Confidential, Thousand oaks, CA
- Installation and Configuration of Cisco Catalyst switches 6500, 3750 & 3550 series and configured routing protocol OSPF, EIGRP, BGP with Access Control lists implemented as per Network Design Document.
- Configured Cisco ASA 5510 for VPN Network Access Control integration with Cisco ISE (Inline PEPs).
- Configured and performed software upgrades on Cisco Wireless LAN Controllers 5508 for Wireless Network Access Control integration with Cisco ISE.
- Provided connectivity to On-premise devices to Azure VNET by using Azure VPN, Express Routes and Virtual Network peering.
- Worked on F5 LTMs & GTMs to improve web application delivery speed and replication through and between distributed global data centers.
- Implement SSL VPN solutions including Palo Alto Networks Global Protect with single and multiple gateway solutions including integration of PKI certificates
- Worked on wild fire advanced malware detection using IPS feature of Palo Alto.
- Provided comprehensive guest access management for Cisco ISE administrators, sanctioned sponsor administrators using BYOD & Guest Management Portal Configuration.

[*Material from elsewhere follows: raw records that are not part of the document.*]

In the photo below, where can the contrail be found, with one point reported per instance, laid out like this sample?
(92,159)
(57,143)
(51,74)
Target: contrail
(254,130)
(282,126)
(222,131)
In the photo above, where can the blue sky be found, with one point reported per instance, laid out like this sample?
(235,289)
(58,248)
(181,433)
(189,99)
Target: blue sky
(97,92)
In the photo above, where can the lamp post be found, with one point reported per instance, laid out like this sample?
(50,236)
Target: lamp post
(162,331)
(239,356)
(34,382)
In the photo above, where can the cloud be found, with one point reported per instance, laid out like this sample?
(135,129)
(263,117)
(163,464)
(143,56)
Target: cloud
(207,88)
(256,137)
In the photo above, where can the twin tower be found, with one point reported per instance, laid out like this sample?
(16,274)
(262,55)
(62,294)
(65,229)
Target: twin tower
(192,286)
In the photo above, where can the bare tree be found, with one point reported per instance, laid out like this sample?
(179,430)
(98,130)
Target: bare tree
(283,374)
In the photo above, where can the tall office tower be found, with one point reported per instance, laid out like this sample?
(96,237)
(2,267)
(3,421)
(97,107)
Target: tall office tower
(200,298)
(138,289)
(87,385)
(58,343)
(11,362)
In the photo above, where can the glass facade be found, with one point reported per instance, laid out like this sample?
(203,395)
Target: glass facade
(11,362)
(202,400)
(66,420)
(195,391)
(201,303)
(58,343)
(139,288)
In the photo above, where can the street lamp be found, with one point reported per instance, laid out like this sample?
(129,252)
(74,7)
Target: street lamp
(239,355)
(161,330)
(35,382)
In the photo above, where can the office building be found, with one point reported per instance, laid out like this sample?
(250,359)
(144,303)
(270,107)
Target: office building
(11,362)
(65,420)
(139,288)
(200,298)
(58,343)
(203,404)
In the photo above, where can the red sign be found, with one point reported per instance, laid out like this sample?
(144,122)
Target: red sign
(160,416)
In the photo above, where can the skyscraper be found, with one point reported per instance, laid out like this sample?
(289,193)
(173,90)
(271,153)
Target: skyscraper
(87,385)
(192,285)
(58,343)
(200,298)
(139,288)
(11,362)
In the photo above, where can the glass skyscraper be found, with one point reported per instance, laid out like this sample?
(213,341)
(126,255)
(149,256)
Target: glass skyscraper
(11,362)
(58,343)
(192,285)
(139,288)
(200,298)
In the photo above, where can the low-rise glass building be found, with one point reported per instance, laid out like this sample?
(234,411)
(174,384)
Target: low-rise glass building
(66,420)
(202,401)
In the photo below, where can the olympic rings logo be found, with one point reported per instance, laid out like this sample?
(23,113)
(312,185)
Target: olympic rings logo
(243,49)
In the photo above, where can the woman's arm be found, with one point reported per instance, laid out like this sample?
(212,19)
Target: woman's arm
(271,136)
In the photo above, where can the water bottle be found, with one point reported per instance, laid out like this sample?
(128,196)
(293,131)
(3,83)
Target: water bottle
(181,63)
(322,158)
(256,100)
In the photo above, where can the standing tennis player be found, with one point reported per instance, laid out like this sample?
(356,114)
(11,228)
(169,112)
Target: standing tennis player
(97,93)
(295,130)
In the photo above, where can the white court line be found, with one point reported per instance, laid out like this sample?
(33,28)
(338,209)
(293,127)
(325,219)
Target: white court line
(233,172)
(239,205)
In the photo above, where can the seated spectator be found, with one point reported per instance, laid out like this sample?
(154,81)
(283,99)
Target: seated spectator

- Responsible for day to day management of Cisco Devices, Traffic management and monitoring.
- Managing health check of Network devices this is involves upgrading IOS on every quarter after checking the vulnerability of IOS and reviewing the configuration
- Responsible for turning up BGP peering and customer sessions, as well as debugging BGP routing problems.

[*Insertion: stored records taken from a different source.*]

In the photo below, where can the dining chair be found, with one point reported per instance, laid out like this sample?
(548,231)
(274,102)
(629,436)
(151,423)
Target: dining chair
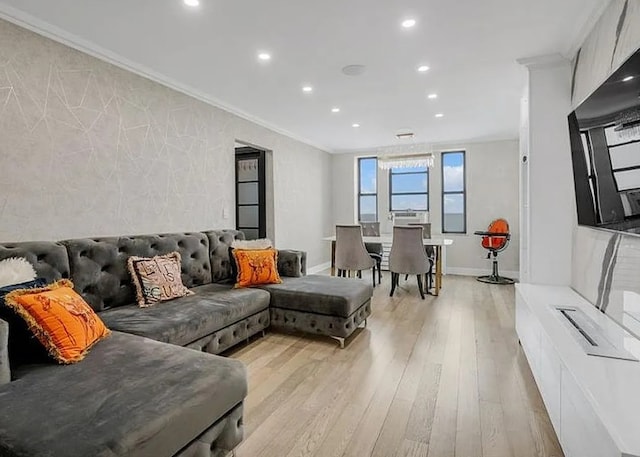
(431,252)
(374,249)
(407,256)
(351,254)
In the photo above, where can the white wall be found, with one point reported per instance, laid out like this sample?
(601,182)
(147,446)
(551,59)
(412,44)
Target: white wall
(90,149)
(548,205)
(492,192)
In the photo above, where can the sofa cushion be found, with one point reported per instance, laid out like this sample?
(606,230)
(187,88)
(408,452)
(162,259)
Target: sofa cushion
(320,295)
(131,396)
(184,320)
(219,243)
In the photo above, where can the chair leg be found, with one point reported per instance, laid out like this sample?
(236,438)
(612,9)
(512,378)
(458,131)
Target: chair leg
(393,283)
(420,286)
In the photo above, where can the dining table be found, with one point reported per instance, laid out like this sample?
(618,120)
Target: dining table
(438,244)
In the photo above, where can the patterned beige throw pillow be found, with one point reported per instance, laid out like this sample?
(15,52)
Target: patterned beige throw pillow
(157,279)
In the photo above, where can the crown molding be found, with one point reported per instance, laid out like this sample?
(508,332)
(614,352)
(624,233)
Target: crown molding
(29,22)
(588,25)
(544,61)
(429,147)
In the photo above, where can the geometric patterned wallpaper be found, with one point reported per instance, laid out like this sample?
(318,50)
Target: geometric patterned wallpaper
(89,149)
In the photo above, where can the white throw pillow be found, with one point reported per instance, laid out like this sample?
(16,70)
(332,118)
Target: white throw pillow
(264,243)
(16,270)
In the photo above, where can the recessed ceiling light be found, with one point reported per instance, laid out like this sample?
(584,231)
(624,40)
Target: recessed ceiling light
(408,23)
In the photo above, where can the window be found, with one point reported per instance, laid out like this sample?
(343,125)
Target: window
(409,189)
(368,189)
(454,199)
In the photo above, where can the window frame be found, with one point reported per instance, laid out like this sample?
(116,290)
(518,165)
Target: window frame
(456,192)
(391,194)
(366,194)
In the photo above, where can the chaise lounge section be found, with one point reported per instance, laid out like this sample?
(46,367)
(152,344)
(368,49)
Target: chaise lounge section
(144,391)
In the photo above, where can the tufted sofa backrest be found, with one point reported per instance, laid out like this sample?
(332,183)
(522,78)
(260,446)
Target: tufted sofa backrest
(219,244)
(99,265)
(49,258)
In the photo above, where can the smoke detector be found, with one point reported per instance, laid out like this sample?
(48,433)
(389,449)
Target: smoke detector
(354,70)
(404,135)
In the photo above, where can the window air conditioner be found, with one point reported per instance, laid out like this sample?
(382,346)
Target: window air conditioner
(410,217)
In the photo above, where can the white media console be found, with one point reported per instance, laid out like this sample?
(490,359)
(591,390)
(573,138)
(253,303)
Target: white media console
(593,400)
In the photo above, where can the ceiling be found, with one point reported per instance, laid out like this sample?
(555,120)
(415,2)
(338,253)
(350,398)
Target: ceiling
(614,96)
(471,47)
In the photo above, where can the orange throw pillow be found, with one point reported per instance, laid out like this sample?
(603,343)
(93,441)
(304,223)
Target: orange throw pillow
(61,320)
(256,267)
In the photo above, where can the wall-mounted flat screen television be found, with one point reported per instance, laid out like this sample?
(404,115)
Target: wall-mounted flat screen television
(605,148)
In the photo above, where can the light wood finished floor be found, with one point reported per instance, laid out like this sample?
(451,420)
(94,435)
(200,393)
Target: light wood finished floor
(440,377)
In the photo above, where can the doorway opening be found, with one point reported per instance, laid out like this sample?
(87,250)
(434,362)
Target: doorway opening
(251,192)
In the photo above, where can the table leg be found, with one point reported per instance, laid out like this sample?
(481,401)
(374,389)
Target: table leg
(438,270)
(333,258)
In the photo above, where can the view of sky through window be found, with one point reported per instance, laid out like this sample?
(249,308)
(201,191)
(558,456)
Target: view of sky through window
(453,189)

- Designing and Implementation of (LAN) VLANs, VTP, Spanning Tree (STP), Trunking (dot1q and ISL) and Ether channel.
- Involved in the redistribution into OSPF on the core ASA firewall.
- Involved in the removal of EIGRP from all devices and making OSPF the primary routing protocol.
- Worked on FTP, HTTP, DNS, DHCP servers in windows server-client environment with resource allocation to desired Virtual LANs of network.